在GLP-1治疗组小鼠胰腺导管上皮细胞(DCK阳性,绿色)中出现胰岛素阳性细胞(红色)及包含胰岛素阳性细胞的胰岛样细胞团(见图1),而在对照组没有观察到。

A:起源于胰腺导管上皮的单个胰岛素阳性细胞;B:起源于胰腺导管上皮的包含胰岛素阳性细胞的胰岛样细胞团

2.2 PDX-1/胰岛素双重免疫荧光染色结果

在GLP-1治疗组小鼠胰腺导管上皮细胞中可见PDX-1(绿色,在细胞核中)和胰岛素(红色,在细胞浆中)双阳性细胞(见图2),而在对照组没有观察到。

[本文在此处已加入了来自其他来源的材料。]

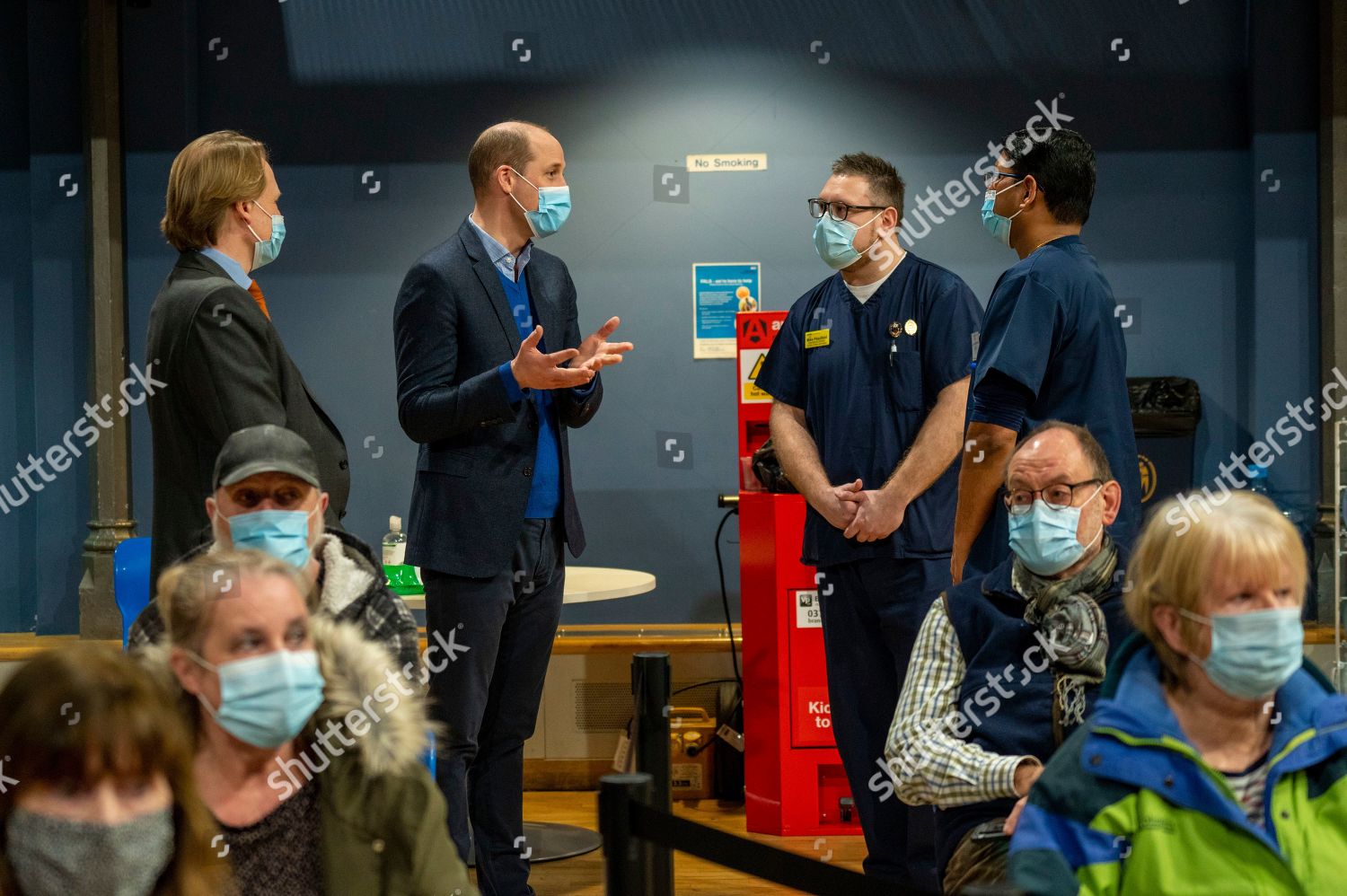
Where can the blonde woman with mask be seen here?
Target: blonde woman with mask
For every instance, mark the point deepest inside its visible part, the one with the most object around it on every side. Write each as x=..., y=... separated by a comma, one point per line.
x=307, y=737
x=1217, y=759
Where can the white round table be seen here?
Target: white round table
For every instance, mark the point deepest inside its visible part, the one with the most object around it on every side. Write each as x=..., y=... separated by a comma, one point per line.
x=584, y=585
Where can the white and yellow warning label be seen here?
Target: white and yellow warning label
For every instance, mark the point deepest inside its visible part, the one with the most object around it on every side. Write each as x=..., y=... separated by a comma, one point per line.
x=751, y=364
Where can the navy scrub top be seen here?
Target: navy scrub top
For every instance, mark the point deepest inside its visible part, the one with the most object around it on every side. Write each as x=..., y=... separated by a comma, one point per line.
x=1051, y=326
x=867, y=393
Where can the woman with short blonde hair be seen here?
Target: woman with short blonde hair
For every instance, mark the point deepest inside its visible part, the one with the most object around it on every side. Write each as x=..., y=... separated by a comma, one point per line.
x=209, y=175
x=1217, y=758
x=307, y=744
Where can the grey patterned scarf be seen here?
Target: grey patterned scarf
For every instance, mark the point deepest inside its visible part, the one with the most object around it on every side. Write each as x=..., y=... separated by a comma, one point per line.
x=1069, y=616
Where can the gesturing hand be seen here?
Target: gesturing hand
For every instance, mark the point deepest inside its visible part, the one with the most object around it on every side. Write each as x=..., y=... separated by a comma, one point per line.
x=536, y=371
x=597, y=352
x=878, y=513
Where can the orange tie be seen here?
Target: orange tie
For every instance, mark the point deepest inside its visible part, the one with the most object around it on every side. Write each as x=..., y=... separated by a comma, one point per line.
x=255, y=291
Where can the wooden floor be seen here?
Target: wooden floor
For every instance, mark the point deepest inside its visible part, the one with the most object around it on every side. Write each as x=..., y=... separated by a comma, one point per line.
x=584, y=876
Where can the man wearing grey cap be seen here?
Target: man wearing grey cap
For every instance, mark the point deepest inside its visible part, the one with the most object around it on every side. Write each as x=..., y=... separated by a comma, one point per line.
x=269, y=497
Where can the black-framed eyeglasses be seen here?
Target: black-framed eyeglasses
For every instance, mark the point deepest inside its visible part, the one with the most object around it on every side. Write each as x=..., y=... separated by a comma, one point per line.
x=840, y=210
x=991, y=177
x=1058, y=496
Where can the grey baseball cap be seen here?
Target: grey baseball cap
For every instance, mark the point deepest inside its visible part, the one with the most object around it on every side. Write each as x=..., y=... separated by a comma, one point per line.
x=264, y=449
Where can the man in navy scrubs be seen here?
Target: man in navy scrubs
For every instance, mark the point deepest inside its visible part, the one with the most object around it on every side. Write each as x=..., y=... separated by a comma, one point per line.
x=1051, y=341
x=869, y=379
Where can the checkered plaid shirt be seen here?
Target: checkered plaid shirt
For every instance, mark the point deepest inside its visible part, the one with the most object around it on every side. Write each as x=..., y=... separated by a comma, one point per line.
x=929, y=764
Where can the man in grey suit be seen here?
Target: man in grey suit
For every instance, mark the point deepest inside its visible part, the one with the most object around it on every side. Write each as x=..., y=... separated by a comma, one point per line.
x=492, y=503
x=212, y=339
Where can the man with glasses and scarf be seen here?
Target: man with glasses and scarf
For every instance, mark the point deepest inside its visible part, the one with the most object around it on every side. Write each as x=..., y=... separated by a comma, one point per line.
x=1008, y=664
x=1051, y=344
x=869, y=379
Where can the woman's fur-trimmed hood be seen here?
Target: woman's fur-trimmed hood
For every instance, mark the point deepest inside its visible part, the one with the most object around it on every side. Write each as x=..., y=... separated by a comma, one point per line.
x=363, y=701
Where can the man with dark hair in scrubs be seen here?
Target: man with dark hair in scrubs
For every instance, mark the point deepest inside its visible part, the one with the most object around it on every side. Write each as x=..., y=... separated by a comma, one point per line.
x=869, y=379
x=1051, y=341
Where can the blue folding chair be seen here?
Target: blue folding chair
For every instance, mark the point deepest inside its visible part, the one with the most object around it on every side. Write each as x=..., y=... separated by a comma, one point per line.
x=131, y=581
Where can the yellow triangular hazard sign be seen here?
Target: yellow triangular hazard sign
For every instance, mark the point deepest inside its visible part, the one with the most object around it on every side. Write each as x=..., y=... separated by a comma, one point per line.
x=757, y=366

2.3 BrdU/DCK双重免疫染色后BrdU-阳性导管上皮细胞的计数结果

在GLP-1治疗组小鼠的胰腺组织切片中见到较多BrdU阳性的导管上皮细胞,而在对照组没有或很少见到。GLP-1治疗组小鼠BrdU-阳性导管上皮细胞的百分数为(0.20±0.03)%,与对照组小鼠BrdU-阳性导管上皮细胞的百分数(0.02±0.02)%相比明显增高(t=9.245,P<0.001)。

A、B、C所示为同一个起源于胰腺导管上皮的胰岛样细胞团,A:PDX-1阳性的细胞核;B:胰岛素阳性的细胞浆;C:细胞核PDX-1阳性并细胞浆胰岛素阳性的双阳性细胞

3 讨论

实验发现,在GLP-1治疗组小鼠胰腺导管上皮细胞中出现了胰岛素阳性细胞及包含胰岛素阳性细胞的胰岛样细胞团,而在对照组没有观察到,这表明GLP-1促进了NOD小鼠胰腺导管上皮细胞向胰岛素阳性细胞的分化。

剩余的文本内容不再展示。